NCAkit / modules /shared /services /hf_storage.py
ismdrobiul489's picture
Fix: Add ?download=true to HF URLs for direct download
51966de
"""
HF Hub Storage Client - Optional cloud storage for videos
Uploads videos to Hugging Face Hub Dataset repository
"""
import logging
from pathlib import Path
from typing import Optional
logger = logging.getLogger(__name__)
# Will be imported if available
try:
from huggingface_hub import HfApi, create_repo
HF_HUB_AVAILABLE = True
except ImportError:
HF_HUB_AVAILABLE = False
logger.warning("huggingface_hub not installed. Cloud storage disabled.")
class HFStorageClient:
"""
Optional HF Hub storage for videos.
If HF_REPO and HF_TOKEN are set, uploads videos to HF Dataset repo.

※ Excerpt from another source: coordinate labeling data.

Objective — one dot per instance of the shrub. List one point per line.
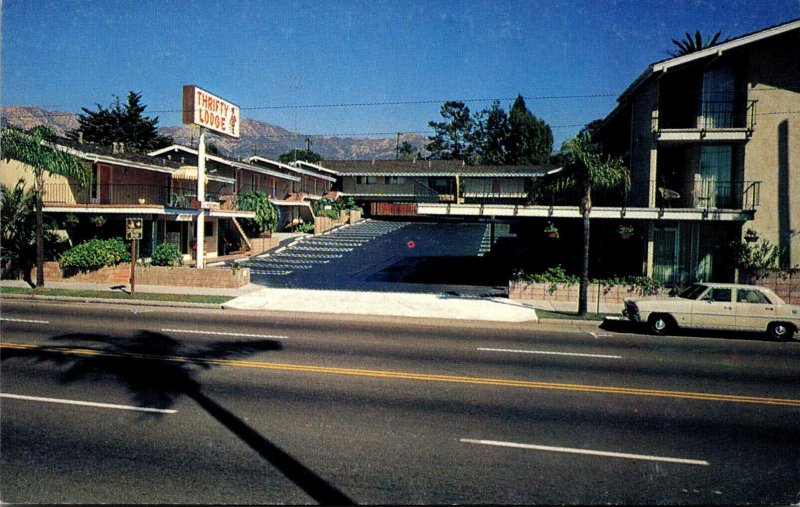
(166, 254)
(94, 254)
(266, 219)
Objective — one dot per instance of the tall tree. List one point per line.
(492, 129)
(34, 149)
(530, 139)
(691, 44)
(405, 150)
(121, 124)
(587, 169)
(18, 225)
(453, 138)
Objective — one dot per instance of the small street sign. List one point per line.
(133, 229)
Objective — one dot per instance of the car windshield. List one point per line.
(692, 292)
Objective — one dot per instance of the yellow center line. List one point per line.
(526, 384)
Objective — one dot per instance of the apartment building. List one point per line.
(713, 138)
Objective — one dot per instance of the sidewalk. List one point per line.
(387, 304)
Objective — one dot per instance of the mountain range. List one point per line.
(256, 137)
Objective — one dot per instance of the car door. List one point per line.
(753, 310)
(714, 310)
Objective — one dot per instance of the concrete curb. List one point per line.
(134, 302)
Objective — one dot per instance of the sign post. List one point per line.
(133, 233)
(215, 115)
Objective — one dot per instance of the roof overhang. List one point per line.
(256, 158)
(105, 159)
(655, 214)
(317, 167)
(231, 163)
(717, 50)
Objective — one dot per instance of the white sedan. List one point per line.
(725, 306)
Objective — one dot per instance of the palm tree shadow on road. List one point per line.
(156, 370)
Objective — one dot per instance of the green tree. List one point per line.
(587, 169)
(34, 149)
(691, 44)
(306, 155)
(121, 124)
(405, 150)
(18, 225)
(492, 130)
(452, 138)
(266, 214)
(530, 139)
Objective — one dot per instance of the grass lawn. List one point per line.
(139, 296)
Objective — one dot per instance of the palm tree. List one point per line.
(692, 44)
(33, 149)
(17, 222)
(585, 170)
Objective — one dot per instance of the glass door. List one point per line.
(665, 255)
(716, 110)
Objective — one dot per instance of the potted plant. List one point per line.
(625, 231)
(71, 220)
(98, 220)
(551, 230)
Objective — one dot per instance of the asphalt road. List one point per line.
(260, 408)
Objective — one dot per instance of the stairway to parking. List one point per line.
(310, 252)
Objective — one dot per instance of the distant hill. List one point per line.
(256, 137)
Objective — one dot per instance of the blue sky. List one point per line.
(266, 55)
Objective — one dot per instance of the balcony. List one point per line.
(64, 194)
(709, 117)
(700, 194)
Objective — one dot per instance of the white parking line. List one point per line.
(221, 333)
(87, 403)
(586, 451)
(28, 321)
(547, 352)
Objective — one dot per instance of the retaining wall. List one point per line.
(222, 278)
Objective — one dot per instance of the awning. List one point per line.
(187, 172)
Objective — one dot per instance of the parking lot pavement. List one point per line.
(376, 255)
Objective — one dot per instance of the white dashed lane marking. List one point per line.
(225, 333)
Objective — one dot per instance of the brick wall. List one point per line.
(260, 245)
(524, 291)
(223, 278)
(785, 285)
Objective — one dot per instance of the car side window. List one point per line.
(751, 296)
(718, 295)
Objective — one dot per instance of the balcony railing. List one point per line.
(133, 195)
(693, 194)
(706, 113)
(708, 194)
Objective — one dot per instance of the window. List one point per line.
(718, 295)
(751, 296)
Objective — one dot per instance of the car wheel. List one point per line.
(780, 331)
(659, 324)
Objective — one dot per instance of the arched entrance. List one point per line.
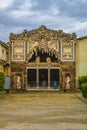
(43, 69)
(43, 77)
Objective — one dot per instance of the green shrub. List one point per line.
(84, 89)
(2, 81)
(82, 79)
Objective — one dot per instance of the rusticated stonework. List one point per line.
(40, 53)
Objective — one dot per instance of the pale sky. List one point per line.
(18, 15)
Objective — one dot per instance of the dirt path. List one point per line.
(42, 111)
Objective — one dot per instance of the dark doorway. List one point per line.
(31, 77)
(54, 76)
(43, 77)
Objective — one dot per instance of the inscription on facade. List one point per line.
(18, 51)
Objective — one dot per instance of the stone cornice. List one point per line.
(42, 31)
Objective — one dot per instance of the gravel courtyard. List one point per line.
(42, 111)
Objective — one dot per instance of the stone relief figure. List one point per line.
(18, 82)
(67, 81)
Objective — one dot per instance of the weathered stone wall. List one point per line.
(57, 43)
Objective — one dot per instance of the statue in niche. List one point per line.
(18, 82)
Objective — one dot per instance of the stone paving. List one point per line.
(42, 111)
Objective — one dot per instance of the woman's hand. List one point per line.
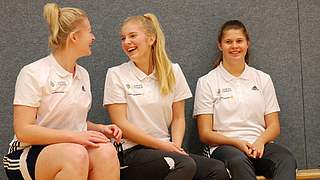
(257, 149)
(171, 147)
(244, 146)
(112, 131)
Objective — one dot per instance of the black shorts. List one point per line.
(21, 164)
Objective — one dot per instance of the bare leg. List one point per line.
(104, 163)
(62, 161)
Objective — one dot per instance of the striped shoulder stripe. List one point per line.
(11, 164)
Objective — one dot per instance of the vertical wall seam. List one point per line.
(302, 88)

Otherwise, does nothing (graceful degradation).
Structure:
- your-repo/
- short_video/
- video_id.mp4
- story_reels/
- video_id.mp4
- [future_module]/
- video_id.mp4
"""
def __init__(self, repo_id: str = None, token: str = None):
"""
Initialize HF storage client.
Args:
repo_id: HF repo ID (e.g., "username/ncakit-videos")
token: HF token with write access
"""
self.enabled = bool(repo_id and token and HF_HUB_AVAILABLE)
self.repo_id = repo_id
self.token = token
self.api = None
if self.enabled:
self._initialize()
else:
if repo_id and token and not HF_HUB_AVAILABLE:
logger.warning("HF credentials provided but huggingface_hub not installed")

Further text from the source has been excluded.